The staff of Victim/Witness Services of South Philadelphia, Inc. (V/WSSP) works to provide victims of crime with as much assistance needed.

The agency located on 1426 South 12th St. in South Philadelphia, was founded over 20 years ago with the mission to provide direct assistance to crime victims, witnesses and their families.

The five staff members of the organization work diligently with victims to answer questions about court and police procedures, accompany victims and witnesses to trials at the Criminal Justice Center and provide short-term crisis counseling with referrals to counseling services.

“The courtrooms can be really overwhelming,” said Alison Sprague, executive director of V/WSSP. “We’re there to give basic information support — explain what the next step is in the process.”

Sprague, a South Philadelphia resident, is one of the founding board members of the organization and has seen how the organization has assisted victims with both financial and emotional support throughout the years.

Whether it’s to pay for a victim’s parking fee to attend court, replace items that may have been stolen — like a pair of glasses or breakdown the criminal justice system to someone who may not understand, the organization aims to make its presence felt in South Philadelphia.

V/WSSP serves the victims of South Philadelphia through the Pennsylvania Crime Victim’s Compensation Fund.

It is a state run fund that provides victims with reimbursement of medical and other expenses, including psychological counseling.

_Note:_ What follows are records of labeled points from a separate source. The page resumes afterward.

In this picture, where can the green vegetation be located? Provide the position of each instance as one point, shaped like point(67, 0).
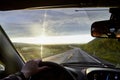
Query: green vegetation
point(32, 51)
point(107, 49)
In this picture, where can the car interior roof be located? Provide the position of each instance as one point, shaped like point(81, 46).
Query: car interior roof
point(23, 4)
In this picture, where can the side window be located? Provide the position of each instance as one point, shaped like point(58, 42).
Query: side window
point(2, 67)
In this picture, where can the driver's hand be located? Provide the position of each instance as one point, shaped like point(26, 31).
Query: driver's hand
point(32, 67)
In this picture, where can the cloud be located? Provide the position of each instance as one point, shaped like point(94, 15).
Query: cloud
point(30, 23)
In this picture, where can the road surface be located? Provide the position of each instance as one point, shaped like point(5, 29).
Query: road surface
point(73, 55)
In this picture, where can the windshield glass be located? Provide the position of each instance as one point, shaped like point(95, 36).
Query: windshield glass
point(59, 35)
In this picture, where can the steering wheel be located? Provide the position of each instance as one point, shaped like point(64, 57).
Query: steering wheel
point(54, 72)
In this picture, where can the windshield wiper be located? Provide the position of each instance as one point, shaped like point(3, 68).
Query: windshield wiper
point(88, 64)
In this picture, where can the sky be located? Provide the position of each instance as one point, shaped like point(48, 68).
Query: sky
point(54, 26)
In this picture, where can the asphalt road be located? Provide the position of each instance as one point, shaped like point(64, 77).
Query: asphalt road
point(73, 55)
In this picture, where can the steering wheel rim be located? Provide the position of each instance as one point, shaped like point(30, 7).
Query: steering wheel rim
point(56, 67)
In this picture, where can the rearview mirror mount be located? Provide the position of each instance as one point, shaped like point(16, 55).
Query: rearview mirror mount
point(106, 29)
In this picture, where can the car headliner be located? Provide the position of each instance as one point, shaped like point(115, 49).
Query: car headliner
point(23, 4)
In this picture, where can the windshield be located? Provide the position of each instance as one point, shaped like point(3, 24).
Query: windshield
point(59, 35)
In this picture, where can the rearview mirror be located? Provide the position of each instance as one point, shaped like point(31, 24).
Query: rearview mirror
point(105, 29)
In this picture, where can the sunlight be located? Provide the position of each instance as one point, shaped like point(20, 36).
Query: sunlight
point(49, 40)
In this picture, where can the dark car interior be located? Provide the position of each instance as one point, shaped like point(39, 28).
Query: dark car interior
point(11, 62)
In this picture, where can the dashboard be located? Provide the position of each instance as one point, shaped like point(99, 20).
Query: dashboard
point(102, 74)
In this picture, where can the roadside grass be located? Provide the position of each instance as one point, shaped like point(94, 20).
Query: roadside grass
point(106, 49)
point(31, 51)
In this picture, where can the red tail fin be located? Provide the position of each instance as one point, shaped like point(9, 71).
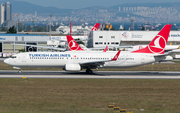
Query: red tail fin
point(96, 27)
point(73, 45)
point(157, 45)
point(105, 49)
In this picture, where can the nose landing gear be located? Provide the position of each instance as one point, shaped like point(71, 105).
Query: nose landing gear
point(19, 71)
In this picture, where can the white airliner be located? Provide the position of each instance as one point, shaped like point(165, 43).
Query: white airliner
point(76, 61)
point(167, 48)
point(95, 28)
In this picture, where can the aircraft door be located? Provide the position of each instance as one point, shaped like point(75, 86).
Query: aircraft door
point(23, 58)
point(142, 59)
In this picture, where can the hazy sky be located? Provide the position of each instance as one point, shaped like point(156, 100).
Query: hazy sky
point(77, 4)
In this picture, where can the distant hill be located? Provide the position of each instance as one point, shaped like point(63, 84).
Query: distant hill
point(26, 8)
point(168, 4)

V/WSSP receives its funding from the federal Crime Victim Fund, established by the Victims of Crime Act (VOCA) in 1984. The fund is financed by fines and penalties paid by convicted federal offenders.

With the diversity of South Philadelphia, V/WSSP works to be accessible to all members of the community.

Between the five person staff, they are fluent in different languages including Vietnamese and Spanish. They also do violence prevention work with various cultural groups at the South Philadelphia High School to promote safety and non-violence to the youth.

Sprague and the V/WSSP team attend health fairs, health centers and a series of Asian markets to ensure all members of the South Philadelphia community are aware of their services. They do outreach to various ethnic groups in the community.

“No one wants to anticipate being a crime victim so they may not receive the information as well at first,” Sprague said.

Esteban Calel, a bilingual victim advocate at V/WSSP, feels his ability to speak both Spanish and English broadens the assistance they are able to give victims of South Philadelphia, especially those who speak English as a second language.

“Sometimes they just want someone to accompany them to make sure everything is secure,” he said. “When they have someone to go with them they feel more confident someone is there to back them up.”

Along with financial support and interpretations, V/WSSP has two independent therapists who come in occasionally to work with victims. Victims can call or just walk in the V/WSSP office to receive help or be directed for any assistance.

Along with the staff, the organization has various volunteers and interns who assist with outreach in the South Philadelphia community.

Dajah Park, victim advocate at V/WSSP, recently started working for the organization and feels it is just the kind of organization the South Philadelphia community needs.

“Before working here I wasn’t aware these types of services were available,” Park said. “These types of services make people feel comfortable.”